A hand-picked group of Northland youth are heading to Italy next week to showcase Maori culture at a festival expected to draw up to 200,000 people.
The roughly 20 rangatahi aged 11-24 and seven adults, from every corner of the Far North, have been invited to take part in the 38th Artevento International Kite Festival on the beach at Cervia in northern Italy from April 20-May 1.
Every year festival organisers choose one or two "cultures of honour" with this year's event focusing on Thai and Maori.
During the 10-day festival the youth will perform kapa haka and waiata, demonstrate flax weaving and teach traditional games such as ki-o-rahi, a fast-paced, full-contact ball game played on a circular pitch.
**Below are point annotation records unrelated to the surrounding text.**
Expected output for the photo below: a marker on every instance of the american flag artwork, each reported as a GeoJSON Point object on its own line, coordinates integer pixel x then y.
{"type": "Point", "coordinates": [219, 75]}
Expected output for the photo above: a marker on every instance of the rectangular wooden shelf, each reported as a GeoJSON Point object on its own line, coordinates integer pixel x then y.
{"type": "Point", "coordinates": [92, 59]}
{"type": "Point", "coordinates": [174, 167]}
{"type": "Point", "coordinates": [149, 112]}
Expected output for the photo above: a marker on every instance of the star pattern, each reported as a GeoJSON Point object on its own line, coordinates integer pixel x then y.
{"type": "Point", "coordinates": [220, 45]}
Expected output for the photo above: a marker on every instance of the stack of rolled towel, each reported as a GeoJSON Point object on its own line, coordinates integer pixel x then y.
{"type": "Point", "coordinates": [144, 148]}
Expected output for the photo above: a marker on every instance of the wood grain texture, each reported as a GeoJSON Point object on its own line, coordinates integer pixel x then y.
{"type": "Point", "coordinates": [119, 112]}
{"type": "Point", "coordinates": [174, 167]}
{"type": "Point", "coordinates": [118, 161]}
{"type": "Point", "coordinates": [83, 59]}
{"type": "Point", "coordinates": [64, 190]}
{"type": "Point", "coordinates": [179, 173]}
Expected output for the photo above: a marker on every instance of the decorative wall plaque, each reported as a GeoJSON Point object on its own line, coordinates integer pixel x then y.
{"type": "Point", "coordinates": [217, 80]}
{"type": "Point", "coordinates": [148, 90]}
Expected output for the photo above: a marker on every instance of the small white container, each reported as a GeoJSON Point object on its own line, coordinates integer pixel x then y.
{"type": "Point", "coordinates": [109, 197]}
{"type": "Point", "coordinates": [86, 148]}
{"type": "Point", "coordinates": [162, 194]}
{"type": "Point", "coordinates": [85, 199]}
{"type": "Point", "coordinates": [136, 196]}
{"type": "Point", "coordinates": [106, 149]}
They will also make and fly traditional manu tukutuku (kites).
The group is led by Maori games expert Harko Brown of Puketona, whose connection with European kite festivals started with a chance meeting at a kite-making workshop in Ngaruawahia more than 10 years ago.
Also attending will be Wiremu Sarich, a games and taonga puoro (traditional instruments) expert from Taipa, and te reo teachers from Taipa and Kerikeri.
Most group members are flying to Europe this weekend; all will assemble in Bologna on April 19 before taking a bus to Cervia.
Highlights for the Northland group are expected to include taking part in an Anzac Day service at a war cemetery in Ravenna where soldiers of the 28th Maori Battalion are buried.
Mr Brown said the Maori Battalion was revered in that part of Italy ever since 14 soldiers lost their lives heroically resisting a German attack so several hundred villagers could flee to safety.
The group will also receive a civic welcome at nearby San Marino, one of the world's smallest countries.
Festival organisers are expecting at least 170,000 spectators and 20,000 participants from 35 countries.